Finalizada la Segunda Guerra Mundial, la literatura japonesa experimentó una floreciente sobrevida. Cobijados por el relajamiento de los controles, los escritores de entonces hallaron un panorama con mayor soltura para encarar temas antes prohibitivos. Sin embargo, el alicaído estado japonés de posguerra (en verdad, la autoridad provisional) no demoró en imponer una rígida censura a toda producción artística que contrariara los valores imperantes y ahondara en la representación de una nación desfalleciente. La obra de Sakunosuke Oda (1913-1947) en buena medida pertenece, temática y estilísticamente, a este período. Junto con Ango Sakaguchi y Osamu Dazai (de los tres sin duda el más leído en Occidente), Oda formó parte del grupo literario denominado buraiha. El término, utilizado por primera vez por Dazai, hace referencia de manera un tanto imprecisa a los desencantados y parias de la sociedad, desdichados demasiado indolentes como para sacrificarse en aras de un ideal, pero lo suficientemente lúcidos como para no claudicar estrepitosamente. Lejos del edulcorado Japón exotista, alimentado de kimonos, cerezos en flor y mejillas ruborizadas, estos escritores hablaban de los claroscuros de la existencia. No es para menos, habían sobrevivido a la guerra.
A diferencia de sus colegas y amigos, Oda aborrecía la seriedad en la literatura, coqueteaba con la lengua callejera y el humor; además de un espíritu lúdico de honda empatía con los desclasados, lo impulsaba el rechazo de la estética dominante cuyo centro neurálgico se encontraba en Tokio.
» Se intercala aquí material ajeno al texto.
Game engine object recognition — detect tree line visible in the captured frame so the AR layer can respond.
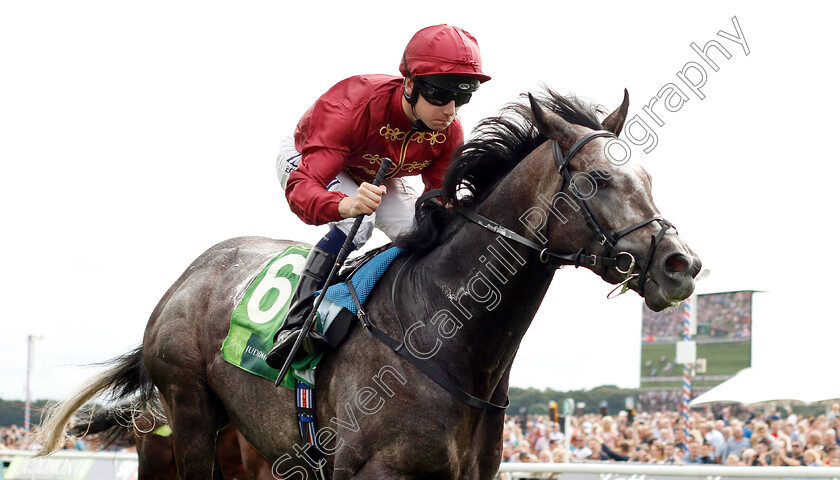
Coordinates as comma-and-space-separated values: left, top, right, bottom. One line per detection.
0, 399, 49, 428
506, 385, 638, 417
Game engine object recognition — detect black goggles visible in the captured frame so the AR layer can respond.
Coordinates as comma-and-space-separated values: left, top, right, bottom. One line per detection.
416, 79, 472, 107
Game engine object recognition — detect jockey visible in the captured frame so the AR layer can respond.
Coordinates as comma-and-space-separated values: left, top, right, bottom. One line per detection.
266, 25, 490, 367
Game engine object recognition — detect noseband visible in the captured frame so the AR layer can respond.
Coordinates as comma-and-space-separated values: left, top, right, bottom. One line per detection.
448, 130, 676, 297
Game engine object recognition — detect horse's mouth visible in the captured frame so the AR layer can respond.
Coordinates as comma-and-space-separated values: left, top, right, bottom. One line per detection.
642, 274, 694, 312
600, 243, 699, 311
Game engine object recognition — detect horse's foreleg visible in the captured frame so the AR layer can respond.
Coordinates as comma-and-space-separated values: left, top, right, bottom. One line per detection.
161, 383, 222, 480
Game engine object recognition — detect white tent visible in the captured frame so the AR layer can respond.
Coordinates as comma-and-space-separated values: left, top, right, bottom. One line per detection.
689, 368, 840, 407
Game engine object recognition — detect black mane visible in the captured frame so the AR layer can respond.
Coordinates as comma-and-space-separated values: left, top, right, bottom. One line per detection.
395, 88, 607, 255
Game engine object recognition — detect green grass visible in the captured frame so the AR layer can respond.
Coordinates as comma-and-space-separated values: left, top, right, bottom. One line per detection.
640, 340, 751, 388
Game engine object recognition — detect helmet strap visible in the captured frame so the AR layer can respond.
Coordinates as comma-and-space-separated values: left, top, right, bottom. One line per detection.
401, 54, 422, 107
410, 106, 432, 131
402, 77, 431, 131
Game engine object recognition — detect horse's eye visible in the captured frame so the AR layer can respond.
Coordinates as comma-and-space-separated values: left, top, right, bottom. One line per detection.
592, 170, 611, 189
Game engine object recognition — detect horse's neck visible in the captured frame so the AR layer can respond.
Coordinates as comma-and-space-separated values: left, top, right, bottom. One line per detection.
409, 147, 558, 396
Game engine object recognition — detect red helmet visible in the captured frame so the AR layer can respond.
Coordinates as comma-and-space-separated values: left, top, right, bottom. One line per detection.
399, 25, 491, 84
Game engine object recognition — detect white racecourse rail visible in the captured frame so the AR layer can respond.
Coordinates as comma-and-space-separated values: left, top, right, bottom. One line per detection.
496, 462, 840, 480
0, 450, 137, 480
3, 451, 839, 480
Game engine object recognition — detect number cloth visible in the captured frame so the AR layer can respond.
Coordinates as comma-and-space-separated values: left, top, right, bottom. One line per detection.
221, 244, 322, 388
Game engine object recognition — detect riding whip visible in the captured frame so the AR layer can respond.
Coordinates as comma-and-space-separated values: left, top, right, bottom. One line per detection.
275, 157, 394, 386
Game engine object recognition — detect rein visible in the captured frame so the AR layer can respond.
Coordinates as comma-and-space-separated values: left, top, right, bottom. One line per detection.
344, 270, 509, 413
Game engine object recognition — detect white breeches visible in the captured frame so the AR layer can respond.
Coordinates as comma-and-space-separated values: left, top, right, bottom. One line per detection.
276, 136, 418, 247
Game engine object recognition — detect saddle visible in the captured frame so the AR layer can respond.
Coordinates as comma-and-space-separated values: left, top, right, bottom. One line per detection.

Le interesaban las desgracias nimias de Osaka, su ciudad natal, y sus pintorescos personajes: fracasados, proxenetas, embusteros, prostitutas y chantunes de poca monta. Lejos de la pureza impoluta y los modales elegantes que exhiben en la obra de Yasunari Kawabata, las geishas de Oda lucen el maquillaje descorrido y su aliento fétido huele a alcohol; si describe su kimono es porque muestra más que lo que oculta. Aunque no hay desgracia que no pueda sucederles, el tono varía del sarcasmo a la melancolía. Los cuentos de El signo de los tiempos son muestra de ello y permiten acceder por primera vez en castellano a la obra del escritor japonés.
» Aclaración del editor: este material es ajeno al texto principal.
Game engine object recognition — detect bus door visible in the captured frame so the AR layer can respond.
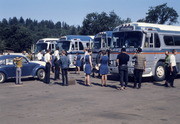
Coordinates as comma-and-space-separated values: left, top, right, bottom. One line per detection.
143, 32, 162, 77
48, 43, 56, 51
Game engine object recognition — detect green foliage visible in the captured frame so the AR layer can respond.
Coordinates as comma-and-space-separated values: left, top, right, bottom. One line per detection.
80, 11, 131, 35
0, 39, 5, 52
0, 17, 79, 52
137, 3, 179, 25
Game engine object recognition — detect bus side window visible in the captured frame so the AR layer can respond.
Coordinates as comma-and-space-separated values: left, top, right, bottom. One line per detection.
86, 43, 89, 48
79, 42, 84, 50
154, 33, 160, 48
49, 44, 51, 50
150, 33, 153, 48
144, 38, 149, 48
72, 44, 74, 50
52, 44, 55, 50
75, 42, 78, 50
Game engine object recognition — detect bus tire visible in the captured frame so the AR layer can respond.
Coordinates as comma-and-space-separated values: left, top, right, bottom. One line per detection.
153, 62, 165, 81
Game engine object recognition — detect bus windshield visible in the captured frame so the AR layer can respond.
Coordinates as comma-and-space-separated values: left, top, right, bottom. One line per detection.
93, 38, 101, 49
35, 43, 47, 53
56, 41, 70, 51
112, 31, 143, 48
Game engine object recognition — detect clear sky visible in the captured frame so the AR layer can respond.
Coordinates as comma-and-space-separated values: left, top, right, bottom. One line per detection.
0, 0, 180, 26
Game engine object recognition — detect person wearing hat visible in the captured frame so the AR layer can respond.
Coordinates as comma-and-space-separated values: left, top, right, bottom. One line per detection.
116, 48, 130, 90
132, 47, 146, 89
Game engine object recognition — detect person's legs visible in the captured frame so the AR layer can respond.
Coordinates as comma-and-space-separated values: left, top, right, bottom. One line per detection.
65, 69, 68, 86
19, 68, 22, 84
101, 75, 103, 86
78, 66, 80, 74
124, 66, 128, 87
137, 69, 143, 88
164, 65, 170, 87
169, 66, 177, 87
87, 75, 91, 85
61, 69, 65, 85
119, 66, 124, 87
133, 69, 138, 88
104, 75, 107, 86
47, 63, 51, 84
16, 68, 18, 84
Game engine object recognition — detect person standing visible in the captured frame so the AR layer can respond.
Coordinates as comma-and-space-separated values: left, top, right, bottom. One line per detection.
132, 48, 146, 89
44, 49, 51, 84
84, 49, 93, 86
54, 47, 60, 60
13, 57, 23, 85
54, 57, 60, 80
37, 51, 43, 61
95, 50, 102, 78
99, 50, 109, 87
50, 51, 55, 73
59, 50, 70, 86
164, 51, 170, 87
116, 48, 130, 90
74, 52, 82, 74
169, 49, 178, 87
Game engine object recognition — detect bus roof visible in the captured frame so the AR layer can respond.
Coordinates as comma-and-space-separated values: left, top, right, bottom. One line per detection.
60, 35, 93, 41
37, 38, 59, 43
39, 38, 59, 40
95, 31, 113, 38
114, 22, 180, 33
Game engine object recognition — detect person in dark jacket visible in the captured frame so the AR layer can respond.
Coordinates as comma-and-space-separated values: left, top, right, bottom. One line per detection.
59, 50, 70, 86
116, 48, 130, 90
54, 57, 60, 80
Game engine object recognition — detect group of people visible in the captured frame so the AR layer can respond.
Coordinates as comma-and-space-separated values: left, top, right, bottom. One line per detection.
36, 48, 110, 87
164, 49, 178, 88
43, 48, 70, 86
13, 47, 178, 89
116, 48, 178, 90
35, 47, 179, 89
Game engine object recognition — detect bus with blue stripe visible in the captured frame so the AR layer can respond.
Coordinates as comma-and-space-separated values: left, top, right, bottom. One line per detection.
109, 22, 180, 81
92, 31, 113, 68
56, 35, 94, 68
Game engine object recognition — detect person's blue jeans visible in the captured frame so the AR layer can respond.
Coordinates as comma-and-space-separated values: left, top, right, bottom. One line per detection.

Por más que su única destreza consista en atrapar moscas, el protagonista de "Bajo la sexta estrella de metal blanca", no se resigna a vivir a la sombra de su hermano. Medio tarambana, pero tozudo y consecuente, Narao opta por llevar una existencia errante para huir de las intromisiones familiares. El relato que da título al libro, por su parte, conjuga invención biográfica con realismo grotesco en la faena cíclica de un escritor en el proceso de construcción de una historia que se condiga con los tiempos que corren. El desabastecimiento de posguerra, la aparición de los mercados negros, la pregunta ética en torno a la apropiación ficcional de los testimonios y la postulación de una poética literaria son algunos de los temas que se tocan de manera facetada. La política se manifiesta como un rumor de fondo que pauta los desplazamientos pero no los eclipsa.
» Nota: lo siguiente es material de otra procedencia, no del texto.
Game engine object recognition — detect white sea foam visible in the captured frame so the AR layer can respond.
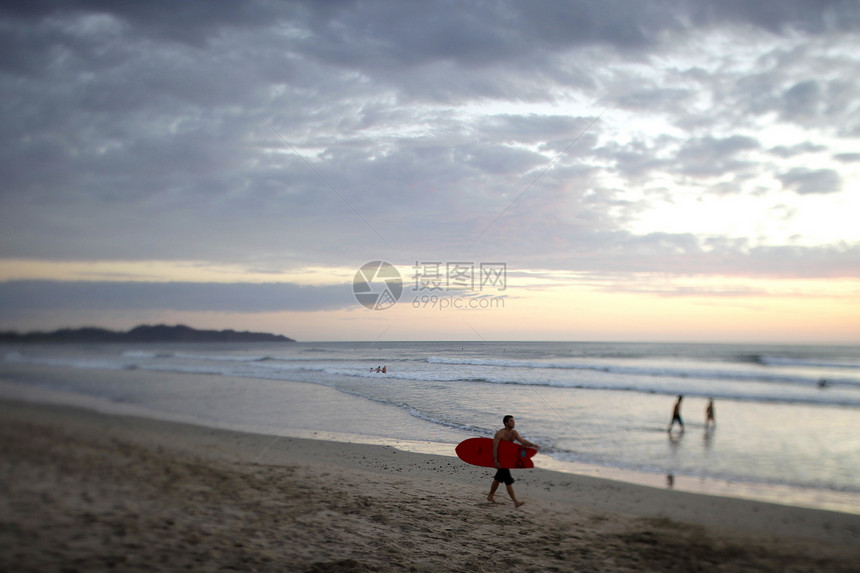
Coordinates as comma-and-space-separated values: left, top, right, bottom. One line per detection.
3, 340, 860, 509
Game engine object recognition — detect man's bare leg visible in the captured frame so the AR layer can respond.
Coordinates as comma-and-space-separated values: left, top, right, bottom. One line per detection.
487, 479, 501, 503
506, 484, 525, 507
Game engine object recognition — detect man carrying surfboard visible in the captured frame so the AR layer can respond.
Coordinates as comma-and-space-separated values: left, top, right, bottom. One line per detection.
488, 415, 539, 507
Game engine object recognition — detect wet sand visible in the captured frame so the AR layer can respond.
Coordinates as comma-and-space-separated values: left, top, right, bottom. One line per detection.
1, 399, 858, 572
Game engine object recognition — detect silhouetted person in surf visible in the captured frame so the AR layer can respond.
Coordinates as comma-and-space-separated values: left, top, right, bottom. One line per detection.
667, 395, 684, 432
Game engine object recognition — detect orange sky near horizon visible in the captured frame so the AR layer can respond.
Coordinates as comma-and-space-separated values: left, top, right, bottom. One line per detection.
2, 258, 856, 345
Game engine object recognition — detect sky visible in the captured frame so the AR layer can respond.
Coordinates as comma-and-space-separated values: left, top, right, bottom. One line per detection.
1, 0, 859, 343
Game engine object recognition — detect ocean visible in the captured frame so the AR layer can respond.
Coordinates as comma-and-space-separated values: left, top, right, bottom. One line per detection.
2, 340, 859, 513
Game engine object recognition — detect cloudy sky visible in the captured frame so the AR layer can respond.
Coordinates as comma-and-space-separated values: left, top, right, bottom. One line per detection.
1, 0, 859, 343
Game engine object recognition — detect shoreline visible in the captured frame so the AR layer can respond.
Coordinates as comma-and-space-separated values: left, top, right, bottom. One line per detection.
2, 363, 860, 518
1, 398, 858, 571
1, 364, 858, 517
Los demás relatos presentan una inflexión crepuscular. El retorno del narrador a su ciudad natal es el motivo de "Ciudad de árboles", donde el recuerdo se sobreimprime y trastoca cada porción del barrio de la niñez, y donde una leve pátina de nostalgia envuelve cada uno de los encuentros y desplazamientos. En "Otoño profundo" un hombre se hospeda en un hotel con el objeto de tratar una afección pulmonar (Oda moriría de tuberculosis) mediante baños termales. Desde su llegada presiente la atmósfera enrarecida, que se acentúa aún más cuando una pareja de huéspedes lo hace cómplice del trueque de ofensas mutuas indispensable para continuar juntos.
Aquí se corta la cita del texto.